Buck's Legacy
and mine
Behind a trunk in the guest room, where I’ll see them but they’re out of the way, there are four 12” x 8” hard-bound, hunter-green books. I found them when we were cleaning out the house after my father died. One is a book he’d written that I never knew about called One Good Idea. I think mine is the only copy. The other three books, he obviously wanted someone to keep, to hand down. Why else would he call them Buck’s Museum Collection, Volumes 1, 2, and 3?
I’ve only flipped thru them. Some of the pages are copies of handwritten essays, most are copies of typed, finished essays. There’s a table of contents in each volume, so they’re organized despite different formats. I know I’ll read them some day. I’m just not there yet.
I’m like my father in a lot of ways. He was a dreamer, an innocent, a person who read and wrote and thought and talked and needed people to listen.

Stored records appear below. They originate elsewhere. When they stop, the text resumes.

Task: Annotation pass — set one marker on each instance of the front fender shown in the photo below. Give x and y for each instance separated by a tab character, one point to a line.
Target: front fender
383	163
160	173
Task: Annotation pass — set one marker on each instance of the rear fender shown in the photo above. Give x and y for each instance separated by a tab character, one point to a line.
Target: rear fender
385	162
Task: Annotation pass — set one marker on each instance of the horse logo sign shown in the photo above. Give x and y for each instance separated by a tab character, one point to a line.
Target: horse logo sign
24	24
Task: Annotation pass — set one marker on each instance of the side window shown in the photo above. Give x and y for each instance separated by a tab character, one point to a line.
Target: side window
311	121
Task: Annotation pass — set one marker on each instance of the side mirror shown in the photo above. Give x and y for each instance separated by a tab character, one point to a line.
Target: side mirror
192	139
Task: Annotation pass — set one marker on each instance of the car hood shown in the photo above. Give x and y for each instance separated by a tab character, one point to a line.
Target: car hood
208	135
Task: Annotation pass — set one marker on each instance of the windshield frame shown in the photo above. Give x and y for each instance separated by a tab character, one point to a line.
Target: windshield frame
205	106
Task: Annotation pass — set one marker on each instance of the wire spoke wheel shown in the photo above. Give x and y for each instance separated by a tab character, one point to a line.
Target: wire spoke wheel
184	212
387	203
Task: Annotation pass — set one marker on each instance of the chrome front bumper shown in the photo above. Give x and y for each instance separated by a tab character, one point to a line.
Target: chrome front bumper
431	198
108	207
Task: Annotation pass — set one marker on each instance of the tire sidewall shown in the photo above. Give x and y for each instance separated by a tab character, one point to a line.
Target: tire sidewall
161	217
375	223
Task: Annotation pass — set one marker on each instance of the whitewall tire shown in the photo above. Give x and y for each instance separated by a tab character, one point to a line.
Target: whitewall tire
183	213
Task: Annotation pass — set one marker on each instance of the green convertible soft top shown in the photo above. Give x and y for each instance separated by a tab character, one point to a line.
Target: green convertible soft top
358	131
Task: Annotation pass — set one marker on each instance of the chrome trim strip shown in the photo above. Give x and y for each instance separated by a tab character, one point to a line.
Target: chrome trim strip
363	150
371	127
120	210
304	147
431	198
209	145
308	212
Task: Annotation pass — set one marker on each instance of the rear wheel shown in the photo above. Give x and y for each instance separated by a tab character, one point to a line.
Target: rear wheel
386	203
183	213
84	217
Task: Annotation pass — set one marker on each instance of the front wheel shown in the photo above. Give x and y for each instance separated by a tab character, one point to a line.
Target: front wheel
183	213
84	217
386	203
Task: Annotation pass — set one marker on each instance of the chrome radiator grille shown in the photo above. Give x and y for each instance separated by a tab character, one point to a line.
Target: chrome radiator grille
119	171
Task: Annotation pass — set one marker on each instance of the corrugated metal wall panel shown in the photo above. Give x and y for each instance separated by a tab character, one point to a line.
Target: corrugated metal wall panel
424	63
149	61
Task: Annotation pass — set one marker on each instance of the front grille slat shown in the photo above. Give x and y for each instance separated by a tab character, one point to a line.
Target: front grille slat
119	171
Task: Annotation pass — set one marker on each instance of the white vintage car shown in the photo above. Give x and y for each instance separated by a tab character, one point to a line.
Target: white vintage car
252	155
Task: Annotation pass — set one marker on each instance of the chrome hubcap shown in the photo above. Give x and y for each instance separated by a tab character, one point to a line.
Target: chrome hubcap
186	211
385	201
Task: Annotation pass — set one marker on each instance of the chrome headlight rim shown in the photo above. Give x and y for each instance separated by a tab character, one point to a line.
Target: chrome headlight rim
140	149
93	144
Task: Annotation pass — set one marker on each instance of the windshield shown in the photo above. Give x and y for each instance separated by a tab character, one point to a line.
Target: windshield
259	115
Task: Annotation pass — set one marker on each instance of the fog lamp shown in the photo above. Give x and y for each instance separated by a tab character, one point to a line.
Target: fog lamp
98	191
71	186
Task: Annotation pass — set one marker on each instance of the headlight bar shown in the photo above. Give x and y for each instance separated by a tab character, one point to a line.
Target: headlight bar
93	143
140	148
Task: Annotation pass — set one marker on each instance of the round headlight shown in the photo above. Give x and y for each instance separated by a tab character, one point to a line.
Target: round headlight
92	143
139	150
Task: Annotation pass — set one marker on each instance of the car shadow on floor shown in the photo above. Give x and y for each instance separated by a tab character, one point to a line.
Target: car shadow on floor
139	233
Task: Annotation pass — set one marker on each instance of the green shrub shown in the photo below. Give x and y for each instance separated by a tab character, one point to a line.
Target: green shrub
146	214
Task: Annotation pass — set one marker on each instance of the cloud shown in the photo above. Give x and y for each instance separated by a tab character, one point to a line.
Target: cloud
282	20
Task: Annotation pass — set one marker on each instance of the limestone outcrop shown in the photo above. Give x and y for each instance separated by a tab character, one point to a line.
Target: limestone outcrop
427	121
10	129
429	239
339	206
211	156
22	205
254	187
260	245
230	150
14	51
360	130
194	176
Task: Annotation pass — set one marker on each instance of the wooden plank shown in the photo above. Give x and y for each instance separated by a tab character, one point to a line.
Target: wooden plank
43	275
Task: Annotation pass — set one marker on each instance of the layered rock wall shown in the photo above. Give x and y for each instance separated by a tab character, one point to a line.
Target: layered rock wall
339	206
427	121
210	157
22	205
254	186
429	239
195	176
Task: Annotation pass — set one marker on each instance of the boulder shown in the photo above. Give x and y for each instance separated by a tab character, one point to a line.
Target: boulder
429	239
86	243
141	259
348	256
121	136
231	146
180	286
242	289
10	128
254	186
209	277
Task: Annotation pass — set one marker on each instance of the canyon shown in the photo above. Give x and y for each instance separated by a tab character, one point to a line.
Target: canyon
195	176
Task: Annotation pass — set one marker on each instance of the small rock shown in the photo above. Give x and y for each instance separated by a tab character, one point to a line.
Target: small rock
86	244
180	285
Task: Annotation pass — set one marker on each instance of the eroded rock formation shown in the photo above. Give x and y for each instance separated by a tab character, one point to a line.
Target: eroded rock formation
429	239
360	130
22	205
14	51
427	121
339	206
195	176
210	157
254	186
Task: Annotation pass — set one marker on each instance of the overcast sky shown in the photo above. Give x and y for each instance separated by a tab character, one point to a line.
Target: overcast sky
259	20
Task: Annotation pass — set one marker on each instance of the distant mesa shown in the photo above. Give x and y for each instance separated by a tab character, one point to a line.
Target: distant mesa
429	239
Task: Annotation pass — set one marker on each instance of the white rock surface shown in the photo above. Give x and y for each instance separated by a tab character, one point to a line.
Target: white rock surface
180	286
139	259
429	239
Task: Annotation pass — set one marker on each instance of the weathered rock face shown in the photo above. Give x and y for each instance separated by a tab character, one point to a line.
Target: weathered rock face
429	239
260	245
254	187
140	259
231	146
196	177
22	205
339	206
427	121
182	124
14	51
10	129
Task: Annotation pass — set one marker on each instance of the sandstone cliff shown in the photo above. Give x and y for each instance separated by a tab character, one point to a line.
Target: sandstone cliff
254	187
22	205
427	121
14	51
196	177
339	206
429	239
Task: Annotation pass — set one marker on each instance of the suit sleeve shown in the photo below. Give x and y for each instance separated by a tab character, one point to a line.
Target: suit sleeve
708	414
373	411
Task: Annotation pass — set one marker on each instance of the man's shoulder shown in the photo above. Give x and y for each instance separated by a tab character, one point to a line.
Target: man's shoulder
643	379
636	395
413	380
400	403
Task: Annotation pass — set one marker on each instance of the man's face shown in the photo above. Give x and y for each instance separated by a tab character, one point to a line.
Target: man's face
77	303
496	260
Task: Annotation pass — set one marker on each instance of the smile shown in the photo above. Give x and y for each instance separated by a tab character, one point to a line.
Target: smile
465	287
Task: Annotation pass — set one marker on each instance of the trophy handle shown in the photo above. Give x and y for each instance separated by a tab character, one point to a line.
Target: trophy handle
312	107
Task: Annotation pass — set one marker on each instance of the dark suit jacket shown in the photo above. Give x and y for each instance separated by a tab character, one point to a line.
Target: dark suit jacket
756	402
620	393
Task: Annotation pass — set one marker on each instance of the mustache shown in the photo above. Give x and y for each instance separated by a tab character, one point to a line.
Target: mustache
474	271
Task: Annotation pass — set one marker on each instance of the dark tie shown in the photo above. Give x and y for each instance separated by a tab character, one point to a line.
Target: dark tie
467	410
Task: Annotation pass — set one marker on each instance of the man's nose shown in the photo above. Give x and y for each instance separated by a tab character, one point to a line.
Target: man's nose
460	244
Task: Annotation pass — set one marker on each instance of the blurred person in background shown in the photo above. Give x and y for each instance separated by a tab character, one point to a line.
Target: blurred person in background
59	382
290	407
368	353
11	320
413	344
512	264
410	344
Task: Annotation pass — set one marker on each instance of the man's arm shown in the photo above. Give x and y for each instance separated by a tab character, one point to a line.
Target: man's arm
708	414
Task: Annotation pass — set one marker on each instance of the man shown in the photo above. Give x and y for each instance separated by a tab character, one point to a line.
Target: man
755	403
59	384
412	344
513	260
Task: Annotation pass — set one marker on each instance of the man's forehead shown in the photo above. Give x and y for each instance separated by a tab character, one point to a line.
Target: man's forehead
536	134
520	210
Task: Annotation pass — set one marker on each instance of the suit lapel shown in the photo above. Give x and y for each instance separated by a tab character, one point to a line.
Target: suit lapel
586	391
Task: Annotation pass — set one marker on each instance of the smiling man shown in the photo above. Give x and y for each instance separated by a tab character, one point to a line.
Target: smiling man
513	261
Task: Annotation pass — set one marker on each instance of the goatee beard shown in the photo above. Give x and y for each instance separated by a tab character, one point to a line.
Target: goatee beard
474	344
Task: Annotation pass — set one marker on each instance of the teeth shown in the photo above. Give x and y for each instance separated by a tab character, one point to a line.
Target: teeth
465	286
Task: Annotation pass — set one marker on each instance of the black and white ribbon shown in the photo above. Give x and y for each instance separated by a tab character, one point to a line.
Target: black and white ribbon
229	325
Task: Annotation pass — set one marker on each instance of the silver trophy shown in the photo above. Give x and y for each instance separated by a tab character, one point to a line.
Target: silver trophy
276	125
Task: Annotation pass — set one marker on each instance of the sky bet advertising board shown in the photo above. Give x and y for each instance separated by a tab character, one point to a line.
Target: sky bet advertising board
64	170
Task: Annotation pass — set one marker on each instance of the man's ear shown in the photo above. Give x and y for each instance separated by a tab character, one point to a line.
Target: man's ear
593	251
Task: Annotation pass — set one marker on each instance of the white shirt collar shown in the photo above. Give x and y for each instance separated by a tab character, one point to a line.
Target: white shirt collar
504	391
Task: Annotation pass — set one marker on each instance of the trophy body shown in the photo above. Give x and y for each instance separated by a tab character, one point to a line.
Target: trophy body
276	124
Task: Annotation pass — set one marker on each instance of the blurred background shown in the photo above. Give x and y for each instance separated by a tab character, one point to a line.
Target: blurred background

Until a few months ago, I was in a weekly poetry group for over five years, wrote a poem or two a week. That’s at least 250 poems. There are a handful of good ones, but most need work or abandonment. I want to put the good ones together into a small book. I tell myself it’s because I want to give a copy to my friends. But the deeper truth is that I want there to be a bound collection. I want to hold it in my hands. I want to imagine its future – how it may find its way to a second-hand bookstore, or one of those free libraries outside a home in San Antonio or Oklahoma City, where a curious reader might pick it up, read a poem or two and be moved somehow. In that way, my words will live on, and I will, too.
Some of you may be interested in the kind of thing my father would write. Here’s the opening two paragraphs of his book, One Good Idea, written around 1999:
At 25 I could not have conceived of writing such a book as this. At 50, I hoped that someone else would do it. At 75 I saw a real need for it, because many of my fellow citizens are experiencing Globalism. As Americans, they have an instinctive grasp of the principles which have governed this nation, but explanations of the current world order have been scarce. Possibly this lack exists because leading American political and business figures have been so consumed with pressing domestic problems that they have neglected the education of the public regarding rapid changes in international arrangements.
Like many of us I have looked for an ideal policy or noble leader to secure our relations with other nations. Finally, I acknowledged that there was a shortage of both. Instead of discouraging me, that conclusion induces me to look ahead and identify the main trends of global life, from the perspective of one who thinks the world is understandable. Even to state such a goal is presumptuous because the world is so complex and diverse. However, ordinary citizens are called to understand and support the fascinating job of dealing with the complexities of a world which is, in its maturity, facing a bright future. Others will stand up to do the work. I offer some insights which have come my way.




This is wonderful. And yes to your book of poetry!
Bar, I honor your deeper truth in wanting to leave a meaningful legacy to anyone--a curious, unknown reader-- who happens upon your heartfelt words. And in expressing your intention, you give it the power to fly. It's magic. Not the woo-woo kind. It's a matter of molecules and spirit, I believe. Also, your father's legacy is a gift. How wonderful!